An inquiry into the collapse of the Irish banking system will illuminate a dark period of the country’s past, the head of the investigation has said.
The Irish government guaranteed the nation’s ailing banks in 2008, a decision which eventually led to a €64bn rescue of the financial system and an international bailout of the state.
A parliamentary committee in Dublin is looking at banking, regulation and crisis management by Irish authorities, before publishing a final report in November.
Committee chairman Ciaran Lynch said: “It is an opportunity to shine a light on a dark and painful recent time in our past, an opportunity to piece together the events of that time, an opportunity to learn from the mistakes that were made and an opportunity to ensure that those mistakes are not repeated.”
Peter Nyberg, a former IMF economist and Finnish government banking official, was questioned by a group of 11 legislators on his 2011 government-commissioned report into the crisis.
He said the Irish Government had taken the safe option in deciding to bail out the ailing banks following a property price bubble.

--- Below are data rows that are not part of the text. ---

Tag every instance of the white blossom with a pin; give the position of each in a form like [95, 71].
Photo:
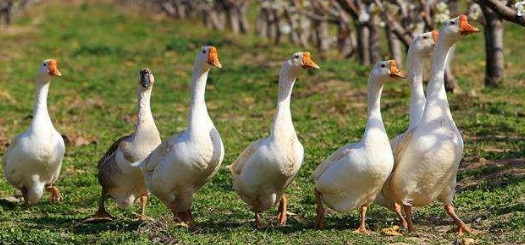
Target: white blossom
[520, 8]
[286, 29]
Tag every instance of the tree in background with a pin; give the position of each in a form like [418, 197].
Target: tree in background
[361, 25]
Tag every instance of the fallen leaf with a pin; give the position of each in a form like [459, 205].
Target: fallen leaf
[392, 231]
[468, 241]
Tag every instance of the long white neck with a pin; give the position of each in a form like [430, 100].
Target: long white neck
[282, 124]
[40, 114]
[199, 120]
[417, 95]
[146, 122]
[436, 107]
[374, 130]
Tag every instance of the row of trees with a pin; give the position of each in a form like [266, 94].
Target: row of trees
[355, 28]
[360, 25]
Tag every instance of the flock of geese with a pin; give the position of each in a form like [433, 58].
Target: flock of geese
[412, 170]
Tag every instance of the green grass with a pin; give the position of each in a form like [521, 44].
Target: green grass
[101, 47]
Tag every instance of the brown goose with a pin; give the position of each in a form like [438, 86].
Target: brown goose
[118, 176]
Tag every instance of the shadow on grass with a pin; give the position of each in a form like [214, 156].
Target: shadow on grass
[94, 228]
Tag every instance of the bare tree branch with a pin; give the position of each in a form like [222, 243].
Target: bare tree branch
[503, 11]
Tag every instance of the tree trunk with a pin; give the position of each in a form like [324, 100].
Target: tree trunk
[321, 26]
[394, 45]
[363, 40]
[375, 56]
[493, 33]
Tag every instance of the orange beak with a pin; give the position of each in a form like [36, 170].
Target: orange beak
[394, 71]
[53, 68]
[213, 57]
[464, 27]
[435, 35]
[307, 62]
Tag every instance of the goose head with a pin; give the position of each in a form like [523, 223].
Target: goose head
[208, 57]
[423, 44]
[48, 69]
[298, 62]
[146, 79]
[456, 28]
[386, 71]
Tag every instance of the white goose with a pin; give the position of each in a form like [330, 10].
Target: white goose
[118, 176]
[420, 50]
[182, 164]
[427, 156]
[33, 160]
[268, 166]
[353, 175]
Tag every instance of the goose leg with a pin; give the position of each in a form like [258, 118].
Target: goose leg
[143, 201]
[462, 227]
[319, 223]
[177, 216]
[408, 213]
[25, 194]
[101, 215]
[258, 222]
[55, 194]
[190, 220]
[397, 209]
[362, 227]
[281, 213]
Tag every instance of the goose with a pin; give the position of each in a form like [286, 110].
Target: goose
[33, 160]
[267, 167]
[117, 175]
[183, 163]
[427, 156]
[354, 174]
[419, 51]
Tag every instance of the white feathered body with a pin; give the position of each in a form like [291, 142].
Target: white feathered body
[181, 165]
[267, 167]
[427, 167]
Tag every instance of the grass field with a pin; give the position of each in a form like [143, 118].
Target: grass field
[100, 48]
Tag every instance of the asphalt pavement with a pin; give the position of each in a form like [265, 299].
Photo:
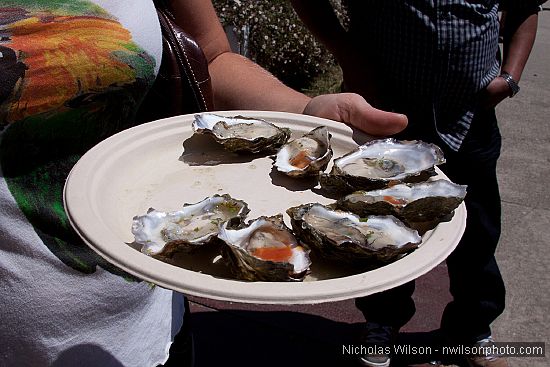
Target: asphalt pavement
[234, 334]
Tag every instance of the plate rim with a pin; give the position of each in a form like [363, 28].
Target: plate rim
[235, 290]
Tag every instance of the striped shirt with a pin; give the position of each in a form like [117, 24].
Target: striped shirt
[434, 55]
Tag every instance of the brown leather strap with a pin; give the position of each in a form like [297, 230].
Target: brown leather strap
[183, 84]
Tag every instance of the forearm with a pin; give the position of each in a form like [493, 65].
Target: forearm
[239, 83]
[519, 37]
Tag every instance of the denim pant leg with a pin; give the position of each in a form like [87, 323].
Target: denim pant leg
[394, 307]
[475, 280]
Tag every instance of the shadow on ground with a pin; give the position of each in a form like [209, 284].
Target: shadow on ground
[250, 338]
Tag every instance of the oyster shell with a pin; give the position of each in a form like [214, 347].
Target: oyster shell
[161, 234]
[265, 250]
[241, 134]
[305, 156]
[380, 163]
[420, 205]
[345, 237]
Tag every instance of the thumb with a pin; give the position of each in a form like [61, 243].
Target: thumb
[354, 110]
[359, 113]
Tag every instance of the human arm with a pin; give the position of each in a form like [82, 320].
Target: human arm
[238, 83]
[519, 28]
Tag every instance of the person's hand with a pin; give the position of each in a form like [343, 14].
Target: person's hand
[354, 110]
[495, 92]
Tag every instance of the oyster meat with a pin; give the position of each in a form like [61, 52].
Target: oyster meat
[241, 134]
[345, 237]
[305, 156]
[380, 163]
[265, 250]
[420, 205]
[161, 234]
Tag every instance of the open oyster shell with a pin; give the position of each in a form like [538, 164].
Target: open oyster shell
[305, 156]
[420, 205]
[345, 237]
[161, 234]
[379, 163]
[241, 134]
[265, 250]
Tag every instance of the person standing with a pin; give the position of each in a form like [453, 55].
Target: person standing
[72, 73]
[439, 63]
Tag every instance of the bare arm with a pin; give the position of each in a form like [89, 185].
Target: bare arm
[519, 37]
[519, 32]
[238, 83]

“When decision-makers are faced with that situation, what one tends to do is take the safe decision even though afterwards it might not seem so wise, and that is what I think the Government did.”
He said he understood but did not necessarily condone the move.
“It is a culmination of a lot of mistakes that were made before but the mistakes were not made on that night, the mistakes were made several years before and not only by the Government but really by everyone else.”
The Irish property bubble was not a unique phenomenon and could be compared to developments in Spain and Scandinavia, said Mr Nyberg. Despite this, it was “home grown”.
He said the blame for the handling of the crisis was more widespread than just the Government, which had to assure the markets that the banks were solid enough to lend to.
Mr Nyberg added there was an underlying assumption before the collapse that the financial institutions were stable and efficient.
He said there were doubters.
“People are smart but it is very difficult. People doubted in the beginning but once your doubts have proven unfounded year after year you might change your mind.”
He pointed out that a lot of people were enjoying “concrete” benefits during the bubble – the Government was reinvesting boosted tax takes in higher public sector wages, better social security and “onerous” costs for public sector services.
He said hundreds of individual decisions had to be examined, by people who felt they did not do anything wrong but which made the crisis possible.